Corrective RAG: What If Your Retrieval Is Wrong?

Standard RAG pipelines are optimistic — they retrieve, they generate, and they trust that retrieval found the right documents. But what happens when the relevant documents aren’t in your corpus? Or when the retrieved chunks are only tangentially related to the query? The LLM hallucinates, or gives a vague, hedge-filled non-answer.

Corrective RAG (CRAG) addresses this by evaluating retrieval quality before generation and taking corrective action when retrieval is poor. Instead of blindly generating from whatever was retrieved, CRAG’s retrieval evaluator decides whether the retrieved documents are actually useful — and if not, either refines the search or falls back to external sources.

The CRAG Architecture

CRAG Pipeline:

User Query
    ↓
Vector Search → Retrieved Documents
    ↓
Retrieval Evaluator
    ├── CORRECT (confidence ≥ threshold)
    │   → Refine documents (extract key knowledge)
    │   → Generate answer
    │
    ├── INCORRECT (confidence < threshold)
    │   → Discard local results
    │   → Web search for up-to-date/broader information
    │   → Generate answer from web results
    │
    └── AMBIGUOUS (borderline confidence)
        → Use both local + web results
        → Generate with combined context

The key insight: acknowledging when retrieval failed and doing something about it is better than silently generating from irrelevant documents.
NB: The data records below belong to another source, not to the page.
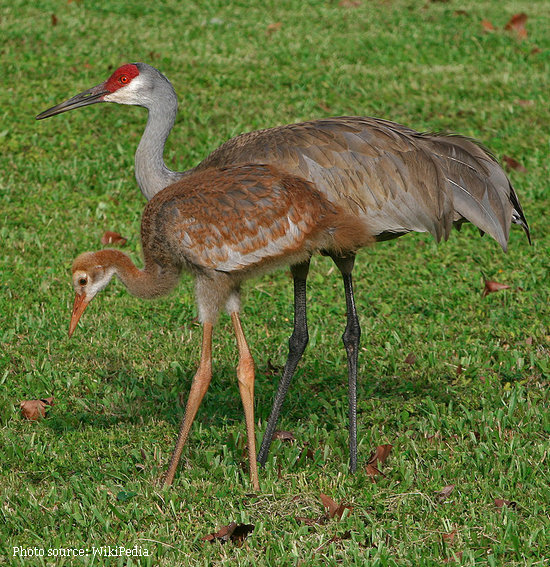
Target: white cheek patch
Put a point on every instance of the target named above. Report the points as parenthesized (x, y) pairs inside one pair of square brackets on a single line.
[(128, 94)]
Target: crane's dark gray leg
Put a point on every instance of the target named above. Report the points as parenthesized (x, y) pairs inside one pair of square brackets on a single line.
[(296, 346), (351, 337)]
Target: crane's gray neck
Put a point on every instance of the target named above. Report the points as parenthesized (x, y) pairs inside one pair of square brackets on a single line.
[(152, 174)]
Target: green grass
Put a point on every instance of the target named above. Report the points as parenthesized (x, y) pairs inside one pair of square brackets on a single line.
[(87, 475)]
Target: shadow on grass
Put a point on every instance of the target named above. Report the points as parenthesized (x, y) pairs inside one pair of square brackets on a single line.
[(126, 397)]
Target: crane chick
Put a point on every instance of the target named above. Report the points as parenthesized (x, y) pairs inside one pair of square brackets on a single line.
[(224, 226)]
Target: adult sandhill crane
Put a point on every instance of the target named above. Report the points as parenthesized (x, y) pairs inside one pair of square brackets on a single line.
[(190, 225), (395, 179)]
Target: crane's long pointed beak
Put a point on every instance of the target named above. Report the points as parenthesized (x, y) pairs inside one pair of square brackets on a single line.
[(80, 304), (90, 96)]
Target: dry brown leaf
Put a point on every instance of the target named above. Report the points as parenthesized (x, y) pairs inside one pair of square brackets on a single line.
[(380, 454), (372, 471), (35, 409), (411, 359), (329, 504), (449, 537), (334, 510), (284, 436), (272, 369), (491, 287), (487, 26), (110, 237), (237, 533), (517, 24), (514, 164), (312, 521), (456, 557), (444, 493)]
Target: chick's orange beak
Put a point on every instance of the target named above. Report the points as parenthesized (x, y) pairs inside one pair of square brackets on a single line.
[(80, 304)]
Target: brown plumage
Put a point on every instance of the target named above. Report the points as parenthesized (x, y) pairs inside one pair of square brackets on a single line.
[(224, 226), (381, 176)]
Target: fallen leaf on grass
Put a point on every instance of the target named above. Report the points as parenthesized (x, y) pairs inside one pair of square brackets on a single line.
[(234, 532), (333, 509), (517, 24), (487, 26), (500, 503), (380, 454), (272, 369), (514, 164), (284, 436), (411, 359), (110, 237), (456, 557), (491, 287), (449, 537), (445, 492), (35, 409), (312, 521), (349, 3)]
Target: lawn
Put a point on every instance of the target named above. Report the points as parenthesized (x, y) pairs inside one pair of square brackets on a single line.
[(456, 382)]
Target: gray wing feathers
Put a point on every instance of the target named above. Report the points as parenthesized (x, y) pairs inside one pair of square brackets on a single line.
[(398, 179)]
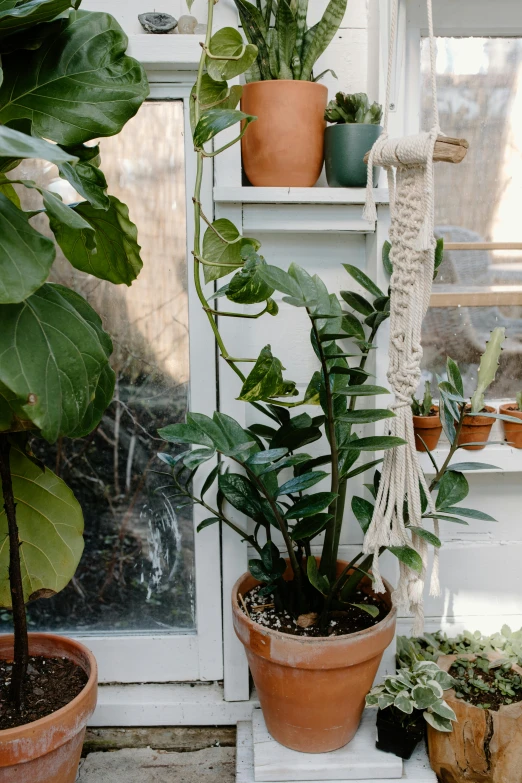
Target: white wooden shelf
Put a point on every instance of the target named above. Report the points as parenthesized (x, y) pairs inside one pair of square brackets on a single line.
[(503, 456), (166, 52), (250, 195)]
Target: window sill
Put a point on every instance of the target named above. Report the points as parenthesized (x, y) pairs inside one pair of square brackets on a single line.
[(166, 52), (503, 456)]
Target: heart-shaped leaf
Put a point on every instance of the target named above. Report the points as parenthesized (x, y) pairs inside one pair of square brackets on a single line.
[(26, 256), (50, 524), (115, 256), (53, 356), (78, 85)]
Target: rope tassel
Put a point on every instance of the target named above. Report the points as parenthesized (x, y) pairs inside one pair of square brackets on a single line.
[(399, 502)]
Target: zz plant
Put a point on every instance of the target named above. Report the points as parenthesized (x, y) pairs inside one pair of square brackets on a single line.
[(264, 471), (288, 48), (66, 81)]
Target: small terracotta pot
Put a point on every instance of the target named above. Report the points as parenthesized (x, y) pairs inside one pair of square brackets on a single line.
[(429, 428), (284, 147), (312, 690), (484, 745), (512, 431), (49, 750), (476, 429)]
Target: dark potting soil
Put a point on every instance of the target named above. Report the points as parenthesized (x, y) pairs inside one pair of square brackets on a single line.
[(340, 622), (51, 683), (489, 689)]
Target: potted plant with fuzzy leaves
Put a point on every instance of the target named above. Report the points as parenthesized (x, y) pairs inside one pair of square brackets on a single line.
[(285, 147), (355, 127), (55, 376)]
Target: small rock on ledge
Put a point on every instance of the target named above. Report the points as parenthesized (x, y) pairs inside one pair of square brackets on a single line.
[(158, 23)]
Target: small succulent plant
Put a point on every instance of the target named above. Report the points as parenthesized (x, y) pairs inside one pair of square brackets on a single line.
[(423, 408), (486, 683), (353, 108), (417, 690)]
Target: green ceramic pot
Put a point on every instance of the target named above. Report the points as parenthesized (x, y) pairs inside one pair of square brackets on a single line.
[(345, 146)]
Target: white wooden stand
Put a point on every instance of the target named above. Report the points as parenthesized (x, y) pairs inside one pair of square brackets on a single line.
[(260, 759)]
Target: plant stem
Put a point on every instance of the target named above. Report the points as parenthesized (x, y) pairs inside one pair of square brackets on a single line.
[(21, 641)]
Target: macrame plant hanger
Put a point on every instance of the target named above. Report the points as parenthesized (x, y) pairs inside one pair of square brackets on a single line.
[(409, 165)]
Building the Retrieval Evaluator

The evaluator scores how relevant retrieved documents are to the query:

import anthropic
from pydantic import BaseModel

client = anthropic.Anthropic()

class RelevanceScore(BaseModel):
    score: str  # "CORRECT", "INCORRECT", "AMBIGUOUS"
    confidence: float  # 0.0 to 1.0
    reasoning: str

def evaluate_retrieval(
    query: str,
    retrieved_docs: list[str],
    threshold_correct: float = 0.7,
    threshold_incorrect: float = 0.3,
) -> RelevanceScore:
    docs_text = "\n\n---\n\n".join(retrieved_docs[:3])

    response = client.messages.create(
        model="claude-haiku-4-5-20251001",
        max_tokens=300,
        messages=[{
            "role": "user",
            "content": f"""Evaluate whether these retrieved documents are relevant and sufficient
to answer the user's query.

Query: {query}

Retrieved Documents:
{docs_text}

Rate the retrieval quality:
- CORRECT: Documents clearly contain information to answer the query
- INCORRECT: Documents are not relevant to the query
- AMBIGUOUS: Documents are tangentially related but may not fully answer the query

Provide a confidence score from 0.0 to 1.0 and brief reasoning.

Respond in format:
Score: [CORRECT/INCORRECT/AMBIGUOUS]
Confidence: [0.0-1.0]
Reasoning: [brief explanation]"""
        }]
    )

    text = response.content[0].text
    lines = text.strip().split('\n')
    score_line = next((l for l in lines if l.startswith('Score:')), "Score: AMBIGUOUS")
    conf_line = next((l for l in lines if l.startswith('Confidence:')), "Confidence: 0.5")
    reason_line = next((l for l in lines if l.startswith('Reasoning:')), "Reasoning: unclear")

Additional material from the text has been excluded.